When the disastrous news reached Dublin, Eoin MacNeill lost his nerve and determined that the order to mobilise should be cancelled and sent messages to this effect all over Ireland.

Connolly, however, was unmoved and decided to go ahead with the plan. In this he was supported by the IRB Military Council but the day of the rising was postponed from Easter Sunday until the day after. On the morning of April 24, 1916, Easter Monday, Connolly and Patrick Pearse stood together in front of the General Post Office (GPO) on Sackville Street in the centre of Dublin. Before them a small, and somewhat bemused, crowd listened as Pearse solemnly read out the Proclamation of the Irish Republic.

Already the combined forces of the ICA and the IV, now fused into one Republican Army were occupying prominent buildings within the Dublin’s centre and along the main routes into the city. Among them were aimed Eamonn de Valera commandant of the Third Battalion and Michael Collins, aide-de-camp to Joseph Plunkett.

The response of the British Empire was predictably swift, unsubtle and brutal. Crushing rebellion with overwhelming force was a well practised imperial tactic. But, in rushing soldiers and heavy artillery into the centre of Dublin, they were met by stiff resistance and took many casualties.
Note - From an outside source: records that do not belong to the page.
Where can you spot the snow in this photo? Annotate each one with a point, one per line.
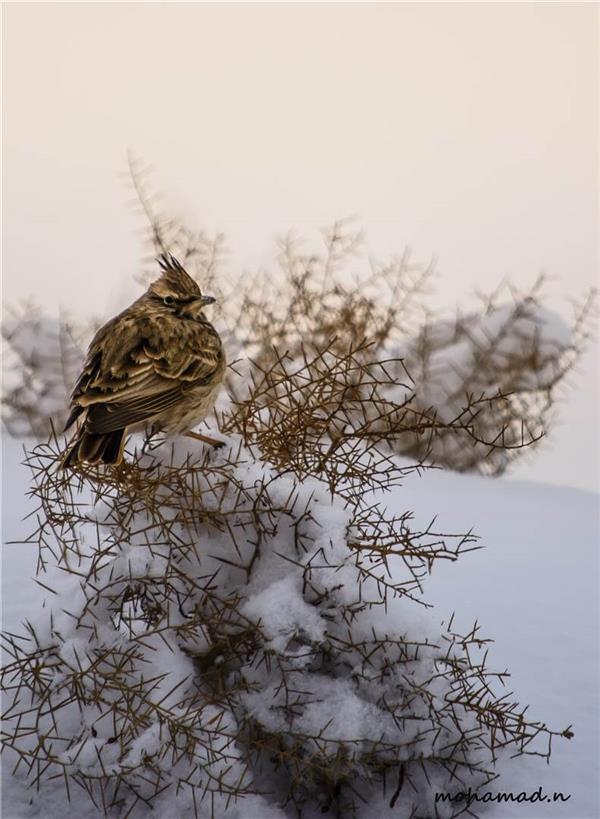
(533, 587)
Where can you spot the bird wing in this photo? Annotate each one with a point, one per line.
(138, 366)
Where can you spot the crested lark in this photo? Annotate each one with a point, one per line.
(158, 366)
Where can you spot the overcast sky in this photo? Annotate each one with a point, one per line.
(465, 131)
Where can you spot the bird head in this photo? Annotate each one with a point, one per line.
(176, 291)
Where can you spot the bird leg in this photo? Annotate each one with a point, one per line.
(205, 439)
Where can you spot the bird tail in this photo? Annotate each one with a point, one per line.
(96, 448)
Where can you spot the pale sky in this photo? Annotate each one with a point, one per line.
(465, 131)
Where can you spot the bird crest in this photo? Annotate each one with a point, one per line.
(176, 277)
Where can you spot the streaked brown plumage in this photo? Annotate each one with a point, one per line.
(158, 365)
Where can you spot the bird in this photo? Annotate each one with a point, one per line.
(157, 366)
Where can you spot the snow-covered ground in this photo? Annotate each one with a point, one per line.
(533, 588)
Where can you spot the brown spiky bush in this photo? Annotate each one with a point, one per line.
(493, 373)
(250, 624)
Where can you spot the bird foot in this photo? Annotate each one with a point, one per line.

By Tuesday, evening martial law had been declared. Steadily, the big guns and machine-gun positions were established around the city centre and the patrol boat, Helga, sailed up the Liffey and trained her guns on Liberty Hall. A systematic pounding of the rebel positions in the city centre then set Dublin’s finest buildings ablaze and gradually reduced them to rubble, forcing the Republican army to evacuate the GPO, the symbolic heart of the rising.

By Saturday, there were an estimated 16,000 British soldiers in Dublin pitted against little over 1000 lightly armed Republican soldiers. Connolly was suffering from a second bullet wound that had shattered his ankle and was reduced to moving about on a bed mounted on wheels.
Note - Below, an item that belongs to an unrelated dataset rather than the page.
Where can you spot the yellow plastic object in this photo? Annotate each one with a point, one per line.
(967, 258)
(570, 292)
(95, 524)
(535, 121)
Realising that the rebels’ predicament was hopeless, on the afternoon of Saturday 29 April, a nurse, Elizabeth O’Farrell, stepped out into the street with a white flag to seek terms of surrender.

Unconditional surrender was signed by Connolly and Thomas MacDonagh and, by evening, the rising was over. Just under 500 people had been killed. The greater number, 260, were civilians, mostly killed during the bombardment of the city centre. Others were caught in crossfire.
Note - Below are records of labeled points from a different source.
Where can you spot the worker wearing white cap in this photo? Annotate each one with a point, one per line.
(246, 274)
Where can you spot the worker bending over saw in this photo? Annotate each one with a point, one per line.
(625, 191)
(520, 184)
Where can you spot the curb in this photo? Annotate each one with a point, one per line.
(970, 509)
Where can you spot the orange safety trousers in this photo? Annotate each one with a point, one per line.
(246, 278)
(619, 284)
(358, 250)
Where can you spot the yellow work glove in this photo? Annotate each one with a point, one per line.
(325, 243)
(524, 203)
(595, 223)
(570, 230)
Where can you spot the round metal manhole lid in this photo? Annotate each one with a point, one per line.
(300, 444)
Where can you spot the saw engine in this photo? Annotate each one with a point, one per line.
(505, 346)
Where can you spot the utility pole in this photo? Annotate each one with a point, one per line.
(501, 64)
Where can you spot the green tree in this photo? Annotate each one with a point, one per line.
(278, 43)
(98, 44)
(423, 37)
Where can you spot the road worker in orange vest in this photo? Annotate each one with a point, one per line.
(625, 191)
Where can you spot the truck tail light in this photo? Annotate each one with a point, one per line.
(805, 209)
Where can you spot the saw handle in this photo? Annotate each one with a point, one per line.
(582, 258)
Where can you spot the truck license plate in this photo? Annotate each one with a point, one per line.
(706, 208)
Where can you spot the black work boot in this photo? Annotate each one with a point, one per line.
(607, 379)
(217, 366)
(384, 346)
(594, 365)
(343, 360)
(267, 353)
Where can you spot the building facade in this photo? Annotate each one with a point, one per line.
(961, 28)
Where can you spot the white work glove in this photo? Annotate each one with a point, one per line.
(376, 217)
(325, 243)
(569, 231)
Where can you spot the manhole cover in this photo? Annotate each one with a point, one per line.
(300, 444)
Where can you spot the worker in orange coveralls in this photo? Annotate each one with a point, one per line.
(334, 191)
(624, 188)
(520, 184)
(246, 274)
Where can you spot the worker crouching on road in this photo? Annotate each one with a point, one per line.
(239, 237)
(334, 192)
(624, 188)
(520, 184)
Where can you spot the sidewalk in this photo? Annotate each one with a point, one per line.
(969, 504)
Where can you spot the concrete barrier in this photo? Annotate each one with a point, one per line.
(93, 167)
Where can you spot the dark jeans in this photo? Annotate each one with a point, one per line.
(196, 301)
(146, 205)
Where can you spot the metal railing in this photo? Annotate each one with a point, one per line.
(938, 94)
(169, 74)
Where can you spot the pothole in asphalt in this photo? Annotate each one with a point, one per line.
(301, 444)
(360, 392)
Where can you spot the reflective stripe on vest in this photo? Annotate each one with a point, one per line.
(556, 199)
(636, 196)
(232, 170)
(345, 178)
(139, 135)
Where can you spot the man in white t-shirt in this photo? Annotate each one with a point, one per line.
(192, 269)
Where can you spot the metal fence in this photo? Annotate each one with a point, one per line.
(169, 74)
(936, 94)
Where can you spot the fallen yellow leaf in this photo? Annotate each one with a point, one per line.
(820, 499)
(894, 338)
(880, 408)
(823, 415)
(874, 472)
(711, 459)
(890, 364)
British soldiers suffered 126 fatalities, the Royal Irish Constabulary 17 and the Dublin Metropolitan Police 3. Astonishingly, only 82 rebels perished in the conflict. But retribution was to be swift.

The army was dispatched to all buildings from which guns had been discharged with orders to shoot all occupants armed or not. It was this order to “take no prisoners” which was to gnaw away at the foundations of British rule in Ireland.

Although the rebels had considerable support within the working class ghettos of Dublin, many families whose breadwinners were fighting in France and Belgium and depended on the army for their paltry subsistence saw the Republican army in a different light. Many turned out to jeer the rebel soldiers as they were marched to Richmond Barracks to surrender their weapons.

However if the wanton shooting of unarmed civilians had begun to undermine Irish perceptions of the British Empire, the swift court martial and execution by firing squad of 15 leaders of the rising began a landslide of opposition to British rule.

In all 90 leaders were sentenced to death, but, Prime Minister Asquith, in one of his more sober moments, was persuaded of the rising tide of revulsion and called a halt to the executions. It was, however, already too late. The subsequent vicious sentences handed out and the internment of just under 2000 suspected rebels only rubbed salt into an open wound.

The fighters of the Easter Rising were quickly elevated to the status of “patriotic heroes” and in the first election after armistice in December 1918, Sinn Fein led by de Valera and campaigning for the establishment of an Irish Republic – by force if necessary – took 73 of the 105 Irish seats in the British Parliament.

This was to become the democratic justification for the Irish War of Independence of 1919 to 1921, leading to the establishment of the Free State and the ultimate partition of Ireland.